“One is not born, but, rather, becomes a woman.” — Simone de Beauvoir.
Mungkin beberapa dari kalian merasa judul yang saya tuliskan terasa sedikit menjengkelkan (dan agak sombong). Saya mafhum, karena telah menggunakan kata “mengaku” sebagai judul. Namun, alasan saya lebih memilih kata “mengaku” dari pada “adalah” yakni untuk menantang dan memikirkan ulang tentang arti sebagai feminis. Kata “mengaku” masih menyisakan jarak bagi si subyek untuk sebuah klaim atas identitas. Sedangkan kata “adalah” memberikan efek lebih solid, karena mempertegas sekaligus merefleksi dari identitas itu sendiri.
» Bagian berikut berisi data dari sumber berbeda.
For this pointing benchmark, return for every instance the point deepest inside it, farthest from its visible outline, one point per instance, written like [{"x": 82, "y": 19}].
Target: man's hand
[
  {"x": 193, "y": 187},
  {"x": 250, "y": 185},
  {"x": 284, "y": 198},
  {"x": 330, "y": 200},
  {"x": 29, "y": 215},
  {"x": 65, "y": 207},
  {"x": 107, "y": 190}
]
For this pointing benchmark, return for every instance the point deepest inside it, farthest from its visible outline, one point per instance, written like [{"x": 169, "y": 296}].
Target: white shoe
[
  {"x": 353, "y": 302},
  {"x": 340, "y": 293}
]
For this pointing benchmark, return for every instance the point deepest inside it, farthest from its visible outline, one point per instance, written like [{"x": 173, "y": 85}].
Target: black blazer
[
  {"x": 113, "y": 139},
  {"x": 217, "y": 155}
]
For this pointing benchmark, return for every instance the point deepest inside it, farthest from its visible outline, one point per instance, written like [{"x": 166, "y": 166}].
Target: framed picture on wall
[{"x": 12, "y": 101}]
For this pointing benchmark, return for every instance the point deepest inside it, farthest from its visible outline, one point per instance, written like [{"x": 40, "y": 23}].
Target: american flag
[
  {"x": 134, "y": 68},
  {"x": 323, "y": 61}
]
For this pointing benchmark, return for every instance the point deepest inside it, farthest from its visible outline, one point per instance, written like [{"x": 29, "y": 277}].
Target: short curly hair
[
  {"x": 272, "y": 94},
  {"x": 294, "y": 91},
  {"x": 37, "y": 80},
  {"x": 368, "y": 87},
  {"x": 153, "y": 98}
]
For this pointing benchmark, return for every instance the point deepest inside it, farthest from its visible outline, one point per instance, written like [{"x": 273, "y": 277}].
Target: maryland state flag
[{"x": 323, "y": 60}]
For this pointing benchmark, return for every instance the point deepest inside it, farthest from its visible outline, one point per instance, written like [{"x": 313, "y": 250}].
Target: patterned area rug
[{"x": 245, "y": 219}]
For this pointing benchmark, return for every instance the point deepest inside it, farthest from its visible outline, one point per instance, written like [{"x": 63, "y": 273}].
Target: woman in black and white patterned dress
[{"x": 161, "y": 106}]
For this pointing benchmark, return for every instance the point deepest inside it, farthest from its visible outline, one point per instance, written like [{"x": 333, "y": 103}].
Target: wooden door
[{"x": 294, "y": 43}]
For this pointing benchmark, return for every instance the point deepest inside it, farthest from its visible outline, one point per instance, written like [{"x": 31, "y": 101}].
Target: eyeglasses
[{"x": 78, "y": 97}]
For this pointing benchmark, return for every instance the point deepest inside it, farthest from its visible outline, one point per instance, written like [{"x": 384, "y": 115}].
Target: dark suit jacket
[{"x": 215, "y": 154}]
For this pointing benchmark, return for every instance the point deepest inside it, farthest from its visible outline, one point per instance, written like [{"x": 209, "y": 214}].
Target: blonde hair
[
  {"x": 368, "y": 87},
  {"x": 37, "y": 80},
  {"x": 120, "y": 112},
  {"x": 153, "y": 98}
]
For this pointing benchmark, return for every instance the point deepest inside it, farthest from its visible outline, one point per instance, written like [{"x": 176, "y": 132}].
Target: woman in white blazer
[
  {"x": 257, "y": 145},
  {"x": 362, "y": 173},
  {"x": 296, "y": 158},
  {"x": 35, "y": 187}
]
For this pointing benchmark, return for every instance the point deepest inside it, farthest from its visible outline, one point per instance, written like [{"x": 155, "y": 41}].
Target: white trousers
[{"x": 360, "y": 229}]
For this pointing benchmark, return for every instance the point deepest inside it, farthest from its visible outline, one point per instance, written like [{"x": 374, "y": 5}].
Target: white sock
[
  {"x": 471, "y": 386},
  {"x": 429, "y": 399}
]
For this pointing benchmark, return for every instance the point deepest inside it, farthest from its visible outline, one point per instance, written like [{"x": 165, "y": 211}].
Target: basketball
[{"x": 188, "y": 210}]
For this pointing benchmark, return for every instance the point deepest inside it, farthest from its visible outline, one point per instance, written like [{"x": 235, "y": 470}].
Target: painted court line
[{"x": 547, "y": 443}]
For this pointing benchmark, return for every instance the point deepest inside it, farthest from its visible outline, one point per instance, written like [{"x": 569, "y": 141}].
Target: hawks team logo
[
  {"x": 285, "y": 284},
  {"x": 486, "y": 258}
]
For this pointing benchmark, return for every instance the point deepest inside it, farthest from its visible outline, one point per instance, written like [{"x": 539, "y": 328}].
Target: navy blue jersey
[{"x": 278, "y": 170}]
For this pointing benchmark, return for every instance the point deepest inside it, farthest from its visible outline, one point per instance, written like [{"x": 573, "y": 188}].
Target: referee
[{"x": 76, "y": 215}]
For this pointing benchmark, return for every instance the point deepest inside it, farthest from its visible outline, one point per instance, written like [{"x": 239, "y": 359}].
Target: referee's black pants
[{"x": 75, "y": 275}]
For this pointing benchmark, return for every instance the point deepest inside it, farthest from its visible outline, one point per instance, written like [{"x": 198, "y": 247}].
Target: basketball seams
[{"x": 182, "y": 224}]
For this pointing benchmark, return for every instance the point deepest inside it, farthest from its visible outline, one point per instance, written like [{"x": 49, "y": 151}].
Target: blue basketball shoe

Dewasa ini, perjuangan yang telah dilakukan oleh para aktivis feminisme telah menunjukkan hasil yang signifikan terhadap perubahan masyarakat. Kini, masyarakat mulai menyadari arti penting dari kesetaraan, kebebasan, dan anti diskriminasi terhadap perbedaan gender. Masyarakat mulai menyadari dan berusaha mengkonstruksi ulang terhadap identitas gender yang dulu dianggap sebagai sebagai kodrat alam. Akan tetapi, usaha tersebut selalu menemukan tantangan barunya, baru-baru ini muncul fenomena chauvo feminisme. Mereka adalah para laki-laki yang mengaku sebagai feminis, tetapi justru pelaku diskriminasi terhadap perempuan (Vaught, 2021).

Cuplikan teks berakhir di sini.